Casablanca ha sido durante las dos últimas semanas de junio una ciudad inundada por el arte contemporáneo. La Primera Bienal Internacional convocada en la capital económica y cultural marroquí ha convocado a más de 250 artistas de todo el mundo y expuesto centenares de obras en diversos recintos tan llamativos como un antiguo matadero o una majestuosa iglesia catedral. Es poco usual una iniciativa de esta naturaleza y envergadura -además organizada y gestionada por la iniciativa privada- y menos aún en un país musulmán dadas las dificultades que los intérpretes de Mahona suelen poner a las manifestaciones artísticas "que no se cantan en las suras". Como también ha resultado llamativo que dentro del gran vocerío que siempre acompaña a este tipo de manifestaciones no haya aparecido la reverencia al rey de Marruecos ni su foto ni sus recaderos.

Tanta obra expuesta es imposible hilvanarla hasta dibujar acaso un boceto de sus contenidos, temáticas o intenciones. Hay de todo: obras magníficas e ínfimas, lo que indica que los comisarios no han estado finos o, acaso, han sido perezosos. La organización también ha renqueado, aunque no más de lo que es costumbre en ese país. ¡Pero ha llegado a dejar arrumbadas obras a causa del olvido o las prisas! Si, a los organizadores de la Primera Bienal de Casablanca les queda un trecho largo para ser perfectos aunque ya sea admirable su decisión de poner en pie nada menos que una bienal.

Los artistas acuden de todo el mundo, en concreto de 40 países, pero mandan en número los locales y luego los españoles. Más de treinta están presentes. El grupo más potente acude bajo el paraguas de Medocc (Asociación Cultural del Mediterráneo Occidental) y apoyado por la mano de su diligente comisaría Zara Moya. Integran la mayoría de este grupo artistas maduros y cuajados, y todos con una gran obra y reconocimiento.

El jienense Diego Moya, que vive y trabaja tanto en Madrid como en Asila, llevó hasta Casablanca una de sus creaciones últimas de materias que estallan sobre el frío aluminio, y Fernando Verdugo acarrea hasta las abigarradas salas del Sofitel uno de sus potentes cuadros empedrados de carburundum donde queda sellada, como siempre, la piel de su Sevilla. El gallego José Freixanes con sus recuerdos de India y Teresa Muñiz, que dejó para la organización una acuarela portentosa que hace del Atlántico de Essaouira una evocación de su Cantábrico asturiano: azul, plata y transparencia. La joven del grupo, la granadina Marina Vargas -sigan a esta chica- alfombró el centro de la catedral blanquísima con un sencillo kiling de plástico en el que deja dormir un corazón de Jesús roto por enormes agresiones indoloras. También llaman la atención las obras de Angiola y Julia Bonanni, madre e hija, el vídeo de esta última, una mujer a punto de ser madre atrapa, mientras que la obra de Angiola, otro vídeo, es el sueño expresionista, a su manera, de un árbol que se deja volar.

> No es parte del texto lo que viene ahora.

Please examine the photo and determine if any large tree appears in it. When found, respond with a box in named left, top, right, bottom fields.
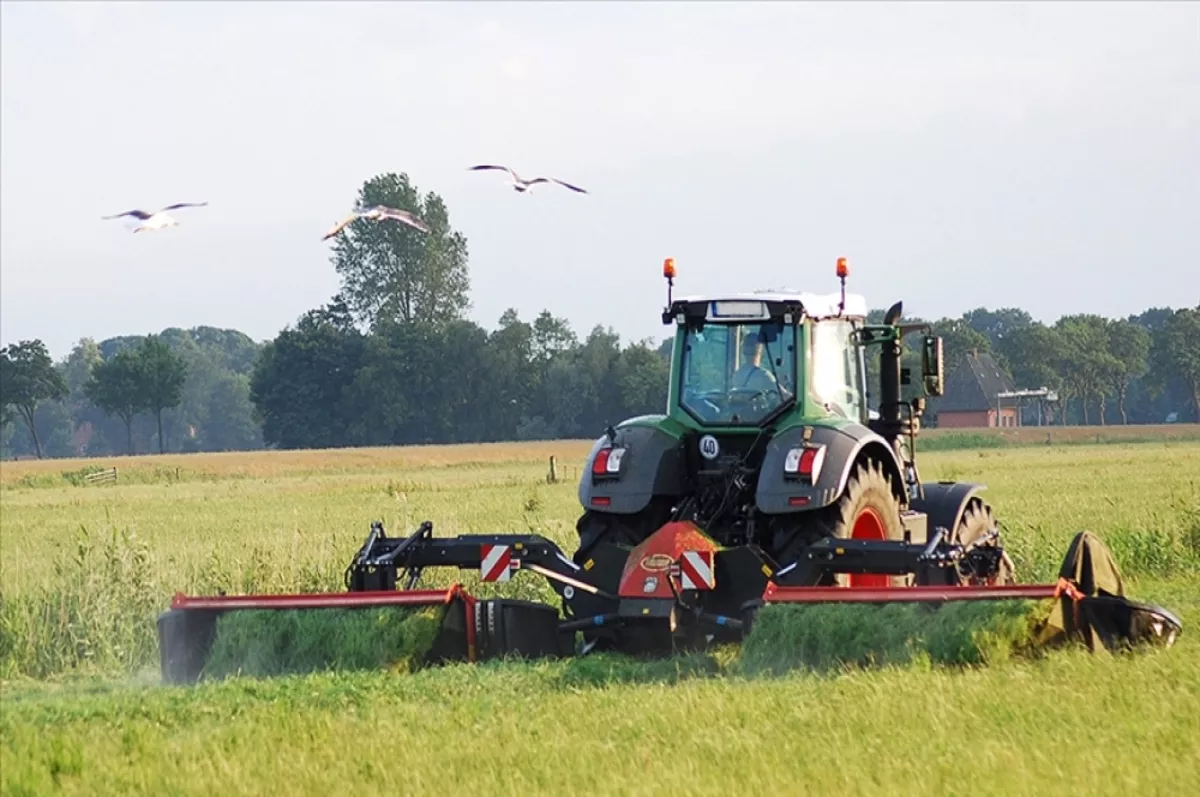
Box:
left=250, top=301, right=366, bottom=449
left=138, top=335, right=187, bottom=454
left=1055, top=314, right=1117, bottom=426
left=0, top=340, right=67, bottom=459
left=334, top=173, right=470, bottom=328
left=1109, top=319, right=1150, bottom=424
left=84, top=348, right=146, bottom=454
left=1151, top=305, right=1200, bottom=421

Vista la magnitud del empeño, no pocos animadores del arte, e incluso intelectuales locales, creen que el artista marroquí se ha quitado los complejos y decide competir por derecho con el resto de artistas del mundo que se dan cita en la bienal, pero también en las diversas mostras que se vienen haciendo en Marraquech desde hace años. Su opinión hay que estimarla y ponerla en su justo lugar al mismo tiempo. Al artista marroquí -y en general al musulmán- le pesa demasiado aún la carga de sus ulemas y la influencia de las escuelas coránicas. Es verdad que el país de los beréberes viene siendo desde hace más de siglo y medio ese lugar prodigioso para la creación de artistas de todo el mundo, y que su impronta y magisterio se nota en sus obras. Pero lo mejor de ellos aún esta por venir.

Acontecimientos como el de Casablanca acortan millas en esa carrera hacia el tú a tú con Occidente. El debate que sin duda aparecerá a propósito de la obra allí expuesta les ayudará a caminar en ese loable empeño.